Introduction
HashiCorp Validated Designs (HVD) offer practitioners opinionated guidance for achieving production-grade deployments of Nomad Enterprise. These designs are purpose-built for delivering foundational Nomad use cases, with a baseline level of architectural and operational maturity. They draw on the field experiences of Solutions Engineers and Solutions Architects working with Nomad Enterprise customers.
This Solution Design Guide provides customers with access to an opinionated reference architecture, including key design decisions and the rationale behind them. Where applicable, the guide identifies modular design components that customers can adjust to align with organizational and/or regulatory requirements without compromising the overall integrity of the implementation. For customers deploying Nomad to the cloud, Terraform modules are also included, which can automate large portions of the infrastructure provisioning and software installation process.
Audience
This document is intended primarily for practitioners (including platform, networking, identity, and InfoSec teams) who want to deploy Nomad Enterprise clusters on-premises or on cloud infrastructure.
After using the Solution Design Guide to successfully deploy your Nomad Enterprise infrastructure, Nomad operators should refer to Nomad: Operating Guide. Using the Operating Guide, Nomad operators can learn how to integrate application platforms, configure machine and user access, centralize secrets, perform upgrades, and more.
Document structure
Document section | Purpose |
---|---|
Architecture | Describes the components that make up this Validated Design for Nomad Enterprise. For each component we will discuss their purpose within the architecture and detail low-level requirements and recommendations (configurations, sizing, etc.). |
Detailed design | Expands on the architecture to provide more detail on each component of the architecture. Carefully review this section to identify all technical and personnel requirements before moving on to implementation. |
Deploying Nomad Enterprise on premises, to bare metal or VMs | Guide and recommended practices on installing Nomad Enterprise in a self-managed bare metal or virtual environment. |
Deploying Nomad Enterprise in AWS on EC2 using Terraform | Installation of Nomad Enterprise using our validated Terraform modules.
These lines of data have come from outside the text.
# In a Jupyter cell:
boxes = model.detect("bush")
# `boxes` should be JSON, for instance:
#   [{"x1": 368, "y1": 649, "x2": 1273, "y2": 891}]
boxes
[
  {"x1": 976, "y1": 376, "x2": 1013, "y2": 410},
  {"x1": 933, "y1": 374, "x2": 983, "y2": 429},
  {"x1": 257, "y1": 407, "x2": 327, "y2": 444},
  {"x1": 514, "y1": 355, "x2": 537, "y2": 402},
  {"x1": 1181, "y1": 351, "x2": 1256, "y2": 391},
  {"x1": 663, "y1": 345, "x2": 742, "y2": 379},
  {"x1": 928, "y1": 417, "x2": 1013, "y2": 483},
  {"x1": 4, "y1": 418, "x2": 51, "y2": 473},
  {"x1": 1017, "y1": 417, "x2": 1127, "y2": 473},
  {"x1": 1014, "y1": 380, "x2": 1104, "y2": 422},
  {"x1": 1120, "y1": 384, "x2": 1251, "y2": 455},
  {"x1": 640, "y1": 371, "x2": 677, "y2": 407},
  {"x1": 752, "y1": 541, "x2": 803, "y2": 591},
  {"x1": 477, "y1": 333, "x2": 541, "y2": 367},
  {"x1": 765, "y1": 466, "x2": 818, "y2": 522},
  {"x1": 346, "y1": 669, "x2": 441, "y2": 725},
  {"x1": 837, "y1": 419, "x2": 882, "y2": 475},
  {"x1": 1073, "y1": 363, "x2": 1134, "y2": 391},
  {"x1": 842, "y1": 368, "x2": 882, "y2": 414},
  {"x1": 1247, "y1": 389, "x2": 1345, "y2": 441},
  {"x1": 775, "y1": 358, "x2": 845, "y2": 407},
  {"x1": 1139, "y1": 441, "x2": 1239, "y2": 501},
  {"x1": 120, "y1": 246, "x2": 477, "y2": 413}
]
Currently we provide modules for installing Nomad on AWS on EC2. Modules for other providers and deployment options will be provided in the future. |
Supported platforms and versions
As of HVD Document Version 1.0, the Solution Design Guide supports deploying Nomad Enterprise on the following compute platforms:
- Bare-metal or VM-based servers in a private datacenter
- AWS on EC2 instances
This guide applies to Nomad Enterprise versions nomad_1.9.3+ent
and later, and can be downloaded from HashiCorp Releases(opens in new tab) or the HashiCorp Developer page(opens in new tab).
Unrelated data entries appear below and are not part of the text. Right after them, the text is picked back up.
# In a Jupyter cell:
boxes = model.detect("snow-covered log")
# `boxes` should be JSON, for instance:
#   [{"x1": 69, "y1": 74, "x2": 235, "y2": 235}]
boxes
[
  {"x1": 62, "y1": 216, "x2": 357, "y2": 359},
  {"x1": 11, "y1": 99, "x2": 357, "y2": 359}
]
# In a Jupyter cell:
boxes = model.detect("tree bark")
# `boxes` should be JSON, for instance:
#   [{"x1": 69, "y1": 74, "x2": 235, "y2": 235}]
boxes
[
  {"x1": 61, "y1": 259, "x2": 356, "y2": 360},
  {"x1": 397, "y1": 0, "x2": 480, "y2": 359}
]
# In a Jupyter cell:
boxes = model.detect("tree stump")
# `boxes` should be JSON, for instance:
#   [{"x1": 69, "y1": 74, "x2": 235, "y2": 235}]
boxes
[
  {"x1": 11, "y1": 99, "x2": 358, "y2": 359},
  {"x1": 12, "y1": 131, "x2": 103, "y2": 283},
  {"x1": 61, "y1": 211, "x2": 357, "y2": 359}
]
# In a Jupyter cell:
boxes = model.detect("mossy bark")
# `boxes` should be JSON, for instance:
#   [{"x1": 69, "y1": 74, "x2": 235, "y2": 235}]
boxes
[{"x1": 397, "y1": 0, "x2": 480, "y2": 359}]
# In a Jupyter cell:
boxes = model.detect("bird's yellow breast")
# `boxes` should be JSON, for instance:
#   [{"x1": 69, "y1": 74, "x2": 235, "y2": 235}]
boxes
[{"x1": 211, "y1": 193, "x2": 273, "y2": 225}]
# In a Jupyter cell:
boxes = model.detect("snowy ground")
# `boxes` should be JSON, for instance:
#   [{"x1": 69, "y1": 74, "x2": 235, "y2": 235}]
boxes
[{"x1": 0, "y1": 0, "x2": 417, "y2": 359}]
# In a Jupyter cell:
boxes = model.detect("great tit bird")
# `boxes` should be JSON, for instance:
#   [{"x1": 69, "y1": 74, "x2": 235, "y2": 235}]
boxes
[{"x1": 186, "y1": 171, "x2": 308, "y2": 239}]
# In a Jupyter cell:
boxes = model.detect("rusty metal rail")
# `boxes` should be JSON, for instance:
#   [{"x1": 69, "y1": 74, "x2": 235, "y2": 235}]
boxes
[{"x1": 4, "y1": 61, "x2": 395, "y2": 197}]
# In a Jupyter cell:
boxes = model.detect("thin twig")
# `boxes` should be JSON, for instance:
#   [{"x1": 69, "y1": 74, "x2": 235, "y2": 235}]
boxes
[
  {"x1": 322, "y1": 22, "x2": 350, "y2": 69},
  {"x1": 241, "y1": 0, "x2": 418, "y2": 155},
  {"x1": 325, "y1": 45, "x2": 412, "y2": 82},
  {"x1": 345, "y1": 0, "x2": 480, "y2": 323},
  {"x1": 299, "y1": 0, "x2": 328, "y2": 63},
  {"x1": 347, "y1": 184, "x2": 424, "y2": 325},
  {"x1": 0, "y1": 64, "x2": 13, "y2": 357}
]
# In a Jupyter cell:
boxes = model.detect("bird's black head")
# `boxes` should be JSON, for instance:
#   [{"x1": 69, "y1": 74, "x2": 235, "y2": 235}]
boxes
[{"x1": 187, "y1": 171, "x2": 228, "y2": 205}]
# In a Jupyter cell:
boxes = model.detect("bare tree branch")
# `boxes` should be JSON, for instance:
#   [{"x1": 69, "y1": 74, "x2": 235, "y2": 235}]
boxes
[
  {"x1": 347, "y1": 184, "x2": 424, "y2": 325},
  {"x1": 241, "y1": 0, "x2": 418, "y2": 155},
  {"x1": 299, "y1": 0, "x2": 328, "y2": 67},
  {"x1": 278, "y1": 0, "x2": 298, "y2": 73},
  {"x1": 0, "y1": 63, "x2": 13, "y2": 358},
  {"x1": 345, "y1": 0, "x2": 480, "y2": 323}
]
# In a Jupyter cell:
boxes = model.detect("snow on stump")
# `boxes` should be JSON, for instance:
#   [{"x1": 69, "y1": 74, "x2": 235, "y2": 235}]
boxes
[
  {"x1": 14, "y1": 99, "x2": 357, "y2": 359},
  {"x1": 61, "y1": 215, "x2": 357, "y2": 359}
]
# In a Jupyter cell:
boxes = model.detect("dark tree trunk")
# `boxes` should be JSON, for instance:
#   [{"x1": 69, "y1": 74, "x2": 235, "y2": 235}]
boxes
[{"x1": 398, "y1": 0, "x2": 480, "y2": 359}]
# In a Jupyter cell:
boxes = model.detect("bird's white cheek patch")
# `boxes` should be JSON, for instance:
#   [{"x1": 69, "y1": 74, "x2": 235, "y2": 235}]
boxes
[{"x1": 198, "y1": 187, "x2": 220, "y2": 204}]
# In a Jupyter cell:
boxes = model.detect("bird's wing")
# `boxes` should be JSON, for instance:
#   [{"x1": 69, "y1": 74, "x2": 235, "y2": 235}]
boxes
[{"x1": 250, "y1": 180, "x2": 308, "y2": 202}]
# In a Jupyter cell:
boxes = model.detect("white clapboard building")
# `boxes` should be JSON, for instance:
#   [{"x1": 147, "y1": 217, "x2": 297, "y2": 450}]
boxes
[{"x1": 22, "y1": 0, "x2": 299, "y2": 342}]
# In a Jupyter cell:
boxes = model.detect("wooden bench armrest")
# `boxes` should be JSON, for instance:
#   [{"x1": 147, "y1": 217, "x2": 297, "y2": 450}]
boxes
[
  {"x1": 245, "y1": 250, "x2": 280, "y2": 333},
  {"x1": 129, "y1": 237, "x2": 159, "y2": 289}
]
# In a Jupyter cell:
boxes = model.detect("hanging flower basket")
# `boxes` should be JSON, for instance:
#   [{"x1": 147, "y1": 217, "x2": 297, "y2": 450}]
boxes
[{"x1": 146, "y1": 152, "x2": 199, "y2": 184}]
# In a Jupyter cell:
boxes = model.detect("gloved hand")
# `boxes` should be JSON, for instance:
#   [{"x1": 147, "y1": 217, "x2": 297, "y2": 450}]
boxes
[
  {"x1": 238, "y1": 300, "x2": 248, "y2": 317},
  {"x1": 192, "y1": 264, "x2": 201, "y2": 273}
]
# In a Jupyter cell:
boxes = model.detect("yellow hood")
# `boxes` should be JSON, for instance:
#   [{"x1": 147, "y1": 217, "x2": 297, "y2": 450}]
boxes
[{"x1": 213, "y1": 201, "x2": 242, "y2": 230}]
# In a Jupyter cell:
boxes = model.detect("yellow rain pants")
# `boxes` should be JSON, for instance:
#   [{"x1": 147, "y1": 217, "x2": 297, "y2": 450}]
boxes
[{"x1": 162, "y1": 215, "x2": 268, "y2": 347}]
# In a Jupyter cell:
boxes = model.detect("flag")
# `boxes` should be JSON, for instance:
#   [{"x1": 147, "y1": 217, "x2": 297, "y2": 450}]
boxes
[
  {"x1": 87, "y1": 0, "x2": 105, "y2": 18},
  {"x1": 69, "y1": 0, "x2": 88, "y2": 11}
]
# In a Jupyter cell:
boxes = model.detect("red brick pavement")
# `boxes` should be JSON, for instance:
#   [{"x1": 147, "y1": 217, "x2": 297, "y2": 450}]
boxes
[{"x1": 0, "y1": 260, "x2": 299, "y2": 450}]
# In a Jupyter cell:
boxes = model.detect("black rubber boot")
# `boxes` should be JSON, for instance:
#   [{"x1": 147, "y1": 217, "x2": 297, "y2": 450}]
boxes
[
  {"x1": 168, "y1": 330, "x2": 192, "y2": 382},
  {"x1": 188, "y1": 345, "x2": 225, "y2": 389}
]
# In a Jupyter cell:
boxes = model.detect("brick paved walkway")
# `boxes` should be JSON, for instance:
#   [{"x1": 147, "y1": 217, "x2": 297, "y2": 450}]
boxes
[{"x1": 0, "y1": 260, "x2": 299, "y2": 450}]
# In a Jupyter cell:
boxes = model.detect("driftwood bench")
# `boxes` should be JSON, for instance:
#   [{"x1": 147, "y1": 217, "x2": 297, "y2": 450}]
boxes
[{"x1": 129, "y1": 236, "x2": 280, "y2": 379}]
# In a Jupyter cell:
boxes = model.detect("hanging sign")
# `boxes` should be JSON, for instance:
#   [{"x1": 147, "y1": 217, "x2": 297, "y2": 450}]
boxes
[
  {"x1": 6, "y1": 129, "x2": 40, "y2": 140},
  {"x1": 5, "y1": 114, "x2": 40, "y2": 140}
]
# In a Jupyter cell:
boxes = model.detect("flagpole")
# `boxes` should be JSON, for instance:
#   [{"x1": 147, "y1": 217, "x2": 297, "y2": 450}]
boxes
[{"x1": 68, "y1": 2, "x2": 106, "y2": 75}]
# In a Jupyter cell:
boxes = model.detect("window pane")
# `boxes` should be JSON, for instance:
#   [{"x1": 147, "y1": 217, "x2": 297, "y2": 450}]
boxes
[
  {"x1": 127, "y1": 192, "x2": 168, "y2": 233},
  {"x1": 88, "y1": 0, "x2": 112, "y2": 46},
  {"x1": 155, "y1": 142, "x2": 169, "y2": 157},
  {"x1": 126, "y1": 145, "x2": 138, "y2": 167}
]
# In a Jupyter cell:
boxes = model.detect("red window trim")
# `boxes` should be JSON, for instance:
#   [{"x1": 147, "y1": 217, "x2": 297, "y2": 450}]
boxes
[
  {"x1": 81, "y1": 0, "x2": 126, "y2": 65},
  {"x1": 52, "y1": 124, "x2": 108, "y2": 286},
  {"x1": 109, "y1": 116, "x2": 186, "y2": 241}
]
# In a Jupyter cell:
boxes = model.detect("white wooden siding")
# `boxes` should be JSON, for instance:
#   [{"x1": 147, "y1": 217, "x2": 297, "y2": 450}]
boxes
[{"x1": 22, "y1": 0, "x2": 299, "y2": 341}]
While Nomad Enterprise is officially supported for a number of different operating systems and processor architectures, this guide primarily uses linux/amd64
within its examples, unless otherwise specified.
Definitions and concepts
This documentation intentionally uses technology agnostic terminology. However, there are some terms which do not translate perfectly between providers. The following are the definitions of terms this document uses:
Term | Definition |
---|---|
Availability zone | An availability zone (or AZ) is a single network failure domain that hosts part or all of a Nomad cluster. Examples of availability zones include: - an individual datacenter - an air-gapped rack in a datacenter - an "Availability Zone" in AWS or Azure - a "Zone" in GCP |
Region | A physical location in a distinct geographic area containing one or more datacenters. |
Server node | A Nomad server node is a node that runs the Nomad process in server mode. Server nodes are responsible for managing the cluster state, scheduling jobs, and handling client requests. |
Leader node | The server node in a Nomad cluster that is responsible for managing the cluster state, scheduling jobs, and handling client requests. |
Follower/standby node | Server nodes that forward requests to the leader node. They also service read requests when Redundancy Zones are enabled (see below). Standby nodes vote to elect a new active node if the current one is unavailable after an interval threshold. |
Client node | A Nomad client node is a node that runs the Nomad process in client mode. Client nodes are responsible for running tasks and reporting their status back to the Nomad servers. |
Quorum | Quorum consists of a majority of voting nodes in a Nomad cluster: (N+1)/2, where N = the total number of voting nodes. For example, if there are 3 voting nodes, we would need 2 nodes to form a quorum. Quorum ensures the integrity and consistency of the cluster's state. If a quorum of nodes is unavailable for any reason, the cluster becomes unavailable, meaning no client requests can be processed until quorum is once again achieved. Note: workloads already scheduled will continue to run. |
Redundancy zone (RZ) | Redundancy zones(opens in new tab) are a feature of the Autopilot. A redundancy zone consists of multiple nodes in the same "zone" (user-defined), with Autopilot automatically keeping only one as voting, and the others as non-voting, per zone. This provides additional horizontal read scalability as well as increased fault tolerance for the Nomad cluster. If a voting node fails, the non-voting node in the same zone will be automatically promoted to a voter to preserve quorum. |
Cluster | Multiple Nomad servers nodes operating together in a high-availability mode. Each node contains an identical set of replicated data storage. |
Datacenter | A logical grouping of nodes in a Nomad cluster. This is an entirely user-defined and potentially arbitrary grouping, and doesn't have to reflect a physical datacenter. |
Node pools | A collection of nodes within a datacenter grouping, which can have custom scheduling parameters and which can be assigned to corresponding Nomad namespaces. Best used for grouping together nodes with special types, such as GPU, ARM-based, high performance, special networking, etc. |
Tokens | Tokens are the core method for authentication within Nomad. |
Organizational requirements
Most tasks within this guide will be owned by a single team, who is responsible for deploying shared infrastructure services. This is sometimes referred to as a platform team. However, a successful deployment of Nomad Enterprise requires collaboration across various functions within the organization. The platform team may interface with various other teams, such as networking, information security, or identity teams, to perform tasks such as allocating IP space, managing certificates, defining identity roles and permissions, or overseeing DNS hosted zones and records. In cases where the infrastructure resides on a public cloud, these functions might converge under a unified cloud team.
The primary platform team should thoroughly review the Solutions Design Guide in order to identify any teams they may be dependent on or may require approval from for the tasks required as part of the deployment. The platform team should appoint a project lead to oversee the deployment process and ensure effective communication with dependent teams and functions.